Darkwood stopped and turned back.

‘No, it couldn't,' he said. ‘I am immortal just like my son.'

‘Your son?'

‘Yes.'

‘The Ancient Child is your son?' said Peter.

‘Yes,' said Darkwood. ‘It was my mistake that put the curse on him.'

‘He thinks you're dead,' said Peter.

‘Ironic, isn't it?' said Darkwood. ‘I could be anything except the one single thing he thinks I am.'

‘If you're lonely, why don't you go to him?'

‘I cannot face him,' said Darkwood. ‘You think me evil, don't you, but I am too ashamed to face my own child.
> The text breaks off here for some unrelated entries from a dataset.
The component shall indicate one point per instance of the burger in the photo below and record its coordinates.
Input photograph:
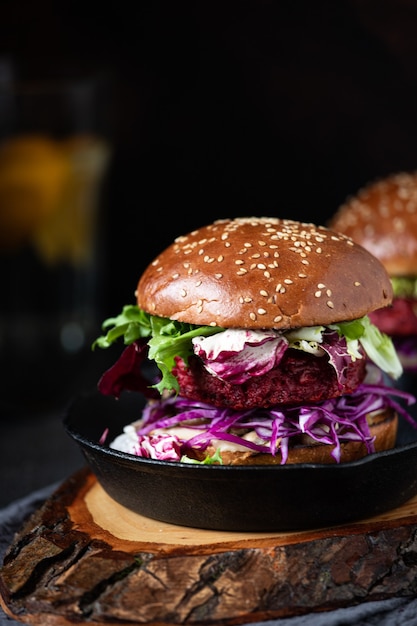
(382, 217)
(250, 340)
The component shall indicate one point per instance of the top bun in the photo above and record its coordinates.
(263, 273)
(382, 217)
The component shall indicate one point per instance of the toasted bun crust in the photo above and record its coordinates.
(263, 273)
(382, 217)
(383, 427)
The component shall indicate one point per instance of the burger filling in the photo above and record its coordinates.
(399, 321)
(244, 390)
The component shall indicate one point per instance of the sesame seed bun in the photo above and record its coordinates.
(382, 217)
(263, 273)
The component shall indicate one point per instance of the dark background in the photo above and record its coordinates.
(214, 110)
(230, 108)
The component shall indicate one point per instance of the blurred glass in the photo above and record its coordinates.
(54, 156)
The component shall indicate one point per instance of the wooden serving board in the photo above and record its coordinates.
(83, 558)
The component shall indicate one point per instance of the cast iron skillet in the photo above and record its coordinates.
(240, 498)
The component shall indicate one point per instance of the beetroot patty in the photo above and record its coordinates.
(299, 378)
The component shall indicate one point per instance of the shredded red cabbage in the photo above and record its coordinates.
(331, 422)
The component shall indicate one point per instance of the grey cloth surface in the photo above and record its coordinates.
(392, 612)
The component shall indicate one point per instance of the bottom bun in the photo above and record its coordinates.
(382, 426)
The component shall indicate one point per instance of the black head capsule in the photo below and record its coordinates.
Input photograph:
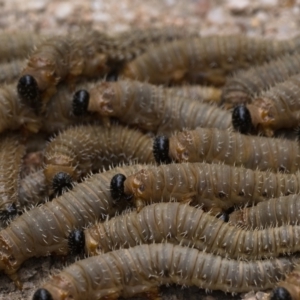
(42, 294)
(241, 119)
(80, 103)
(280, 293)
(117, 188)
(161, 150)
(76, 241)
(29, 92)
(61, 182)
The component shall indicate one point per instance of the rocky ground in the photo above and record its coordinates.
(271, 18)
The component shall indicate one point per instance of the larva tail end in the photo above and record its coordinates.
(9, 212)
(28, 91)
(80, 103)
(241, 119)
(280, 293)
(42, 294)
(76, 242)
(161, 149)
(117, 188)
(61, 182)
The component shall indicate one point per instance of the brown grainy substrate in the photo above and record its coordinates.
(271, 18)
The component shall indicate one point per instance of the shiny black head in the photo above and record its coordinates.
(10, 211)
(280, 293)
(161, 150)
(42, 294)
(29, 92)
(241, 119)
(80, 103)
(61, 182)
(76, 241)
(117, 188)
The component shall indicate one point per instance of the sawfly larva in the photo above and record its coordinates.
(82, 149)
(45, 229)
(274, 109)
(148, 107)
(199, 93)
(11, 154)
(274, 212)
(143, 268)
(185, 225)
(213, 186)
(203, 60)
(213, 146)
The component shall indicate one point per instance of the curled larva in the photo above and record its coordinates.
(289, 288)
(245, 84)
(14, 114)
(185, 225)
(199, 93)
(45, 229)
(213, 186)
(274, 109)
(11, 154)
(32, 190)
(149, 107)
(17, 45)
(82, 149)
(202, 60)
(232, 148)
(143, 268)
(274, 212)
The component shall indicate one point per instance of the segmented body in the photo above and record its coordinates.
(142, 269)
(44, 229)
(83, 149)
(185, 225)
(253, 152)
(203, 60)
(151, 108)
(274, 212)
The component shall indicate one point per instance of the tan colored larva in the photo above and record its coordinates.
(203, 60)
(82, 149)
(150, 107)
(199, 93)
(232, 148)
(45, 229)
(245, 84)
(289, 288)
(213, 186)
(11, 154)
(182, 224)
(143, 268)
(274, 212)
(277, 107)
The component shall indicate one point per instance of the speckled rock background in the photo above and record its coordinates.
(271, 18)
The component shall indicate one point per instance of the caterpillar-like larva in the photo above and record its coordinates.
(289, 288)
(203, 60)
(45, 229)
(199, 93)
(213, 146)
(213, 186)
(17, 45)
(33, 190)
(273, 109)
(141, 269)
(274, 212)
(10, 71)
(80, 150)
(11, 154)
(182, 224)
(14, 114)
(148, 107)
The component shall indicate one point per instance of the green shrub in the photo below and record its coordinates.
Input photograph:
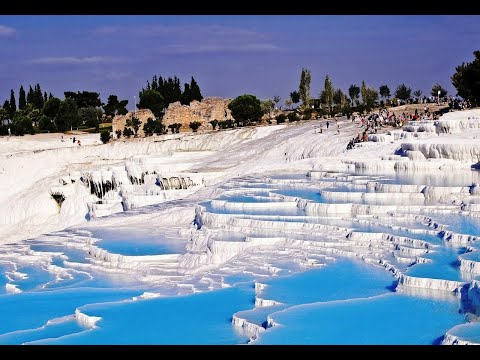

After all, it was my fault he became immortal. When he was born, I created the book to give us more time, another hundred years or so together. I did not know it would gain strength and end up creating immortals.'

‘So why do you want me to write it all down again?' said Peter. ‘Wouldn't it be better to leave it destroyed?'

‘In a million years, or two million or whenever, mankind will die out,' said Darkwood. ‘My son and I will be all alone for the rest of eternity. Can you imagine what that would be like? Of course you can't. I can hardly imagine it myself.'

Peter wanted to say,
Well at least you'd have plenty of time to get to know each other.
But he didn't.

‘With the book,' Darkwood continued, ‘we can have other people around us, other immortals.'

‘I can't do it,' said Peter.

‘You will,' said Darkwood, turning and walking towards a tunnel on the far side of the cave. ‘You will.'

‘If you created the book,' Peter called after him, ‘why can't you just write it down yourself?'

Darkwood stopped, his back to Peter, but said nothing.

‘I said –' Peter repeated.

‘I heard you,' Darkwood snapped.

‘Well?' said Peter.

‘It was a very long time ago,' Darkwood said softly, ‘my memory has stored it all far away.'

‘You can't remember, can you?'

Without another word, Darkwood hurried off down the tunnel, leaving Peter alone.